Log Jam: Be careful with local syslog
All they really wanted to do is log any query that takes over 10 seconds. Most of their queries are very simple and fast, but the application generates a few complicated queries for some actions. Recording anything that took longer than 10 seconds allowed them to concentrate on optimizing those. Thus, the following line was set in postgresql.conf:
log_min_duration_statement = 10
A little while back, Greg wrote about configuring Postgres to log everything, and the really good reasons to do so. That isn’t what they intended to to here, but is effectively what happened. The integer in log_min_duration_statement represents milliseconds, not seconds. With a 10ms threshold it wasn’t logging everything the database server was doing, but enough that this performance graph happened:
That is, admittedly, a fabricated performance plot. But it’s pretty close to what we were seeing at the time. The blue is the fast SAS array where all the Postgres data resides, showing lower than normal utilization before recovering after the configuration change. The maroon behind it is the SATA disk where the OS (and /var/log) resides, not normally all that active, showing 100% utilization and dropping off sharply as soon as we fixed log_min_duration_statement.

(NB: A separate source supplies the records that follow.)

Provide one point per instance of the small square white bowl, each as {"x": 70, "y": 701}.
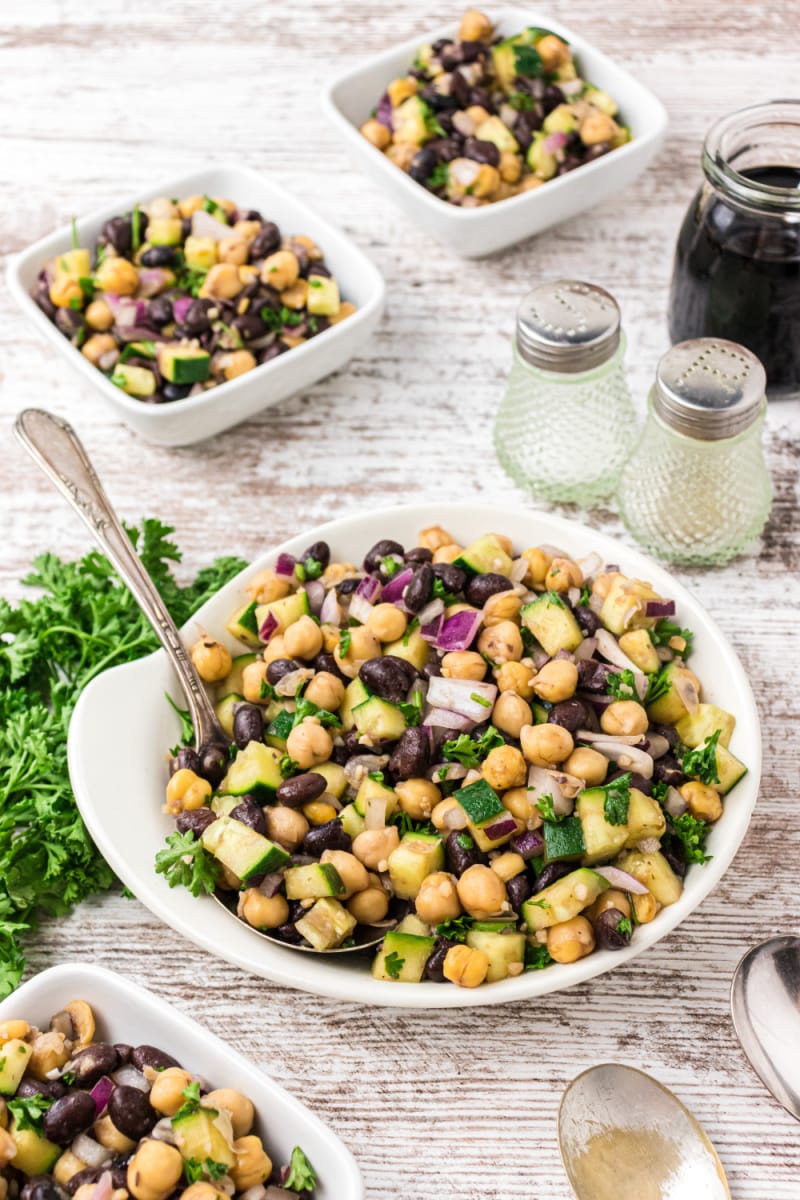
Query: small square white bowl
{"x": 190, "y": 420}
{"x": 477, "y": 232}
{"x": 127, "y": 1013}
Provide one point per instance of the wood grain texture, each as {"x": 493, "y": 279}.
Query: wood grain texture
{"x": 101, "y": 100}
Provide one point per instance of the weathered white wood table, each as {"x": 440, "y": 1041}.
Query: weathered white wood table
{"x": 101, "y": 100}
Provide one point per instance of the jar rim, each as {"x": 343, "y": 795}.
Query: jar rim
{"x": 717, "y": 155}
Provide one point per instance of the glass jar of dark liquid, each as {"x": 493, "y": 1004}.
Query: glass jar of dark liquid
{"x": 737, "y": 270}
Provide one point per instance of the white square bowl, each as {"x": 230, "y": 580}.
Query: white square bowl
{"x": 194, "y": 418}
{"x": 476, "y": 232}
{"x": 128, "y": 1013}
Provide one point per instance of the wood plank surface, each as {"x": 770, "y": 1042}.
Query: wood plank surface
{"x": 101, "y": 100}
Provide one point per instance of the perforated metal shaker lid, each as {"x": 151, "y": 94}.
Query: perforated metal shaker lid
{"x": 709, "y": 388}
{"x": 566, "y": 325}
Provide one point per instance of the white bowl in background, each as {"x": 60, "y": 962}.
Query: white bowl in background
{"x": 121, "y": 729}
{"x": 185, "y": 421}
{"x": 482, "y": 231}
{"x": 127, "y": 1013}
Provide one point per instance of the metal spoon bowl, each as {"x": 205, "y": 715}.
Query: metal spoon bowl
{"x": 625, "y": 1137}
{"x": 61, "y": 455}
{"x": 765, "y": 1008}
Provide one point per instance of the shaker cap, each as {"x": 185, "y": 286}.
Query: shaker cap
{"x": 565, "y": 325}
{"x": 709, "y": 388}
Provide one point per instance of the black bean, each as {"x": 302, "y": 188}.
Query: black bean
{"x": 607, "y": 930}
{"x": 214, "y": 762}
{"x": 151, "y": 1056}
{"x": 131, "y": 1111}
{"x": 382, "y": 550}
{"x": 301, "y": 790}
{"x": 250, "y": 814}
{"x": 420, "y": 589}
{"x": 326, "y": 837}
{"x": 67, "y": 1117}
{"x": 461, "y": 852}
{"x": 388, "y": 677}
{"x": 453, "y": 579}
{"x": 570, "y": 714}
{"x": 94, "y": 1062}
{"x": 481, "y": 587}
{"x": 196, "y": 821}
{"x": 248, "y": 724}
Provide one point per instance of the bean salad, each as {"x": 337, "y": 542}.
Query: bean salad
{"x": 98, "y": 1121}
{"x": 184, "y": 294}
{"x": 510, "y": 743}
{"x": 480, "y": 118}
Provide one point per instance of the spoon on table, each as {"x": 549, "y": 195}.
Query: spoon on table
{"x": 765, "y": 1008}
{"x": 61, "y": 455}
{"x": 625, "y": 1137}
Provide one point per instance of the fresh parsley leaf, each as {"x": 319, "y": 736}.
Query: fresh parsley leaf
{"x": 702, "y": 762}
{"x": 302, "y": 1176}
{"x": 187, "y": 863}
{"x": 394, "y": 965}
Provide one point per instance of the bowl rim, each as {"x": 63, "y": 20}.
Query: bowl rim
{"x": 48, "y": 245}
{"x": 440, "y": 207}
{"x": 302, "y": 971}
{"x": 88, "y": 978}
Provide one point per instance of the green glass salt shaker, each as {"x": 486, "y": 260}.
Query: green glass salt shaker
{"x": 697, "y": 489}
{"x": 566, "y": 423}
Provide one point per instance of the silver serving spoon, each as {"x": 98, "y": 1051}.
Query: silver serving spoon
{"x": 61, "y": 455}
{"x": 765, "y": 1008}
{"x": 625, "y": 1137}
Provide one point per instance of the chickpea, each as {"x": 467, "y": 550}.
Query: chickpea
{"x": 501, "y": 643}
{"x": 221, "y": 283}
{"x": 504, "y": 767}
{"x": 588, "y": 765}
{"x": 304, "y": 640}
{"x": 325, "y": 690}
{"x": 563, "y": 574}
{"x": 281, "y": 270}
{"x": 545, "y": 745}
{"x": 286, "y": 825}
{"x": 186, "y": 792}
{"x": 438, "y": 899}
{"x": 211, "y": 660}
{"x": 611, "y": 899}
{"x": 166, "y": 1093}
{"x": 571, "y": 940}
{"x": 475, "y": 27}
{"x": 154, "y": 1170}
{"x": 521, "y": 804}
{"x": 625, "y": 717}
{"x": 557, "y": 681}
{"x": 253, "y": 1164}
{"x": 510, "y": 713}
{"x": 373, "y": 846}
{"x": 417, "y": 797}
{"x": 238, "y": 1107}
{"x": 352, "y": 871}
{"x": 310, "y": 743}
{"x": 516, "y": 677}
{"x": 368, "y": 906}
{"x": 373, "y": 131}
{"x": 481, "y": 892}
{"x": 266, "y": 586}
{"x": 464, "y": 966}
{"x": 703, "y": 801}
{"x": 463, "y": 665}
{"x": 263, "y": 912}
{"x": 386, "y": 622}
{"x": 501, "y": 606}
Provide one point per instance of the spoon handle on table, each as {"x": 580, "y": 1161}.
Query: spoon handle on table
{"x": 59, "y": 451}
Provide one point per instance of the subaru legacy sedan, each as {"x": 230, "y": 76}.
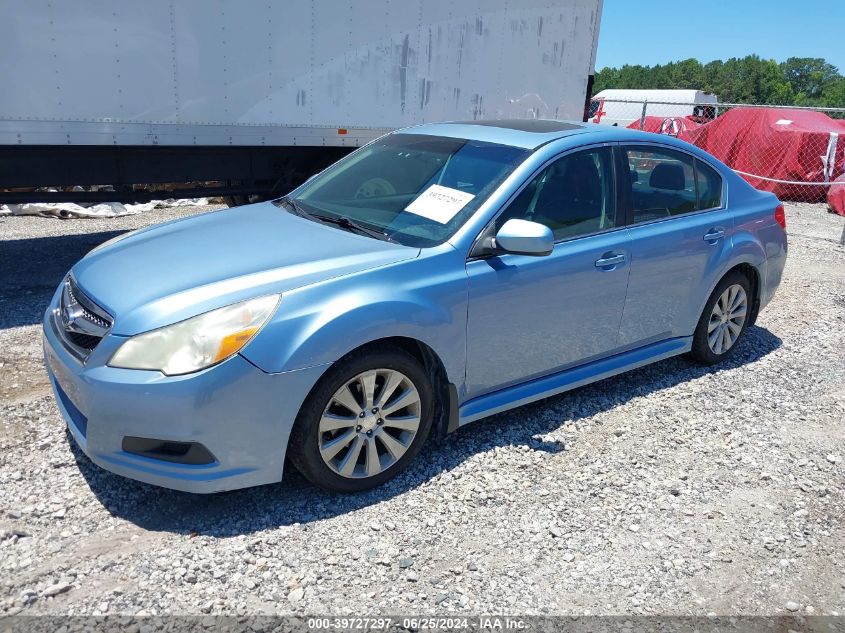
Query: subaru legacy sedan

It took a few minutes to track down, as we were originally alerted to application performance problems, but once we spotted the disk I/O metrics it didn’t take long to track down the errant postgresql.conf setting. That the disk jumped to 100% with so much log activity isn’t surprising, but the database resides entirely on separate disks. So why did it affect that so much?
syslog() and the surprise on the socket
If you’re used to using syslog to send your log messages off to a separate server, you may be rather surprised by the above. At least I was; by default it’ll use UDP to transmit the messages, so an overloaded log server will simply result in the messages being dropped. Not ideal from a logging perspective, but it keeps things running if there’s a problem on that front. Locally, messages are submitted to a dgram UNIX socket at /dev/log for the syslog process to pick up and save to disk or relay off to an external system.
The AF_UNIX SOCK_DGRAM socket, it turns out, doesn’t behave just like its AF_INET UDP counterpart. Ordering of the datagrams is preserved and, more importantly here, a full buffer will block rather than drop the messages. As a result in the case above, between syslog’s file buffer and the log socket buffer, once the syslog() calls started blocking, each Postgres backend stopped handling traffic until its log messages made it out toward that slow SATA disk.
As of now, this system has the Postgres logs on the faster array, to mitigate it if there’s any logging problems in the future. But if you’re looking at leaning on syslog to help manage high volumes of log entries, just be aware that it doesn’t solve everything.